Congratulations on putting together the "Decline of Western Civilization" box set.
Penelope Spheeris: Thanks. It’s been a year and a half of really painful, stressful hard work.
Let’s talk about the pain and the stress. You found out at some point that the "The Decline" had been destroyed by the lab.
The negative for "Decline" is the one that was lost, or I should say burned, because they were going out of business. I think I figured it out in the mid-’90s. I remembered, "Oh yeah, United Color Lab," so I found a guy that worked there, and he said, "We put an ad in Variety, and we said pick up your film if you want it." We went to the cheap lab, so it was mostly porno movies in there, and they burned them all.

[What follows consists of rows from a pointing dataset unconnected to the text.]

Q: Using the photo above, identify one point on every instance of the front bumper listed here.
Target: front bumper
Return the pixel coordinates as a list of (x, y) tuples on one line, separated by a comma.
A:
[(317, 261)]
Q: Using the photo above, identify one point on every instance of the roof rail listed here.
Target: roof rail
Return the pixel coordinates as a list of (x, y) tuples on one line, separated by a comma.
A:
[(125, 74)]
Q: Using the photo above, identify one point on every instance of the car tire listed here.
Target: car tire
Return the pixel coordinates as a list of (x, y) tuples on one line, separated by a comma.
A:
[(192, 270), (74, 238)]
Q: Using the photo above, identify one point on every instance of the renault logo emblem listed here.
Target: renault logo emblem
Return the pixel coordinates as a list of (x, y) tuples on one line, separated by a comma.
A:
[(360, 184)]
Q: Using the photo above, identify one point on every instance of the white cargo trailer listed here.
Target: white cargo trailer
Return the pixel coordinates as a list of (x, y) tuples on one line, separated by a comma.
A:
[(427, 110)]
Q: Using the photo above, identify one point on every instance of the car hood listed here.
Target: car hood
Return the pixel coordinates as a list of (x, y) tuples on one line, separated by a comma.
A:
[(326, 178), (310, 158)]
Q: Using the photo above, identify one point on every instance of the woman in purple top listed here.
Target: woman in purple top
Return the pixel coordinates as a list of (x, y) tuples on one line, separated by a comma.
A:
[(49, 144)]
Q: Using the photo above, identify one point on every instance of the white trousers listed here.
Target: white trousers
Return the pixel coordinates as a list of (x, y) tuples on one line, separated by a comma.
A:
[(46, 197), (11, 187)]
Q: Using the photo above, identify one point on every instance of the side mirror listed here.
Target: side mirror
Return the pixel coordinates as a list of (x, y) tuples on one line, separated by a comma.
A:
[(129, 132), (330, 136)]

So I had to find a pristine print, which I was able to find, thank God, and they were able to make a new negative. But I would wake up every morning, crying, thinking, "My movie’s gone."
“I gravitate towards outcasts, just by nature. Maybe because my formative years were on a carnival.”
Is that why it took so long for these three movies to come out on disc?
I could have, in the late ’90s, released all three movies, but the only way I could get a deal was to give up the right to the first two, so I said no. So that was the ’90s. That was the beginning of me sitting down and putting together chunks of 16mm outs from "Decline 1" myself and pasting all that together, because nobody else could really do it, and just put in on a shelf for a while. Four years ago, I said to Anna, I want you to come work for me, and she said, "Only if you do the ‘Decline’ box set first." And I went, "Oh my God, I can’t handle it." I guess I was afraid do it, because it’s kind of my identity, like I wouldn’t get it right. So I made her do it.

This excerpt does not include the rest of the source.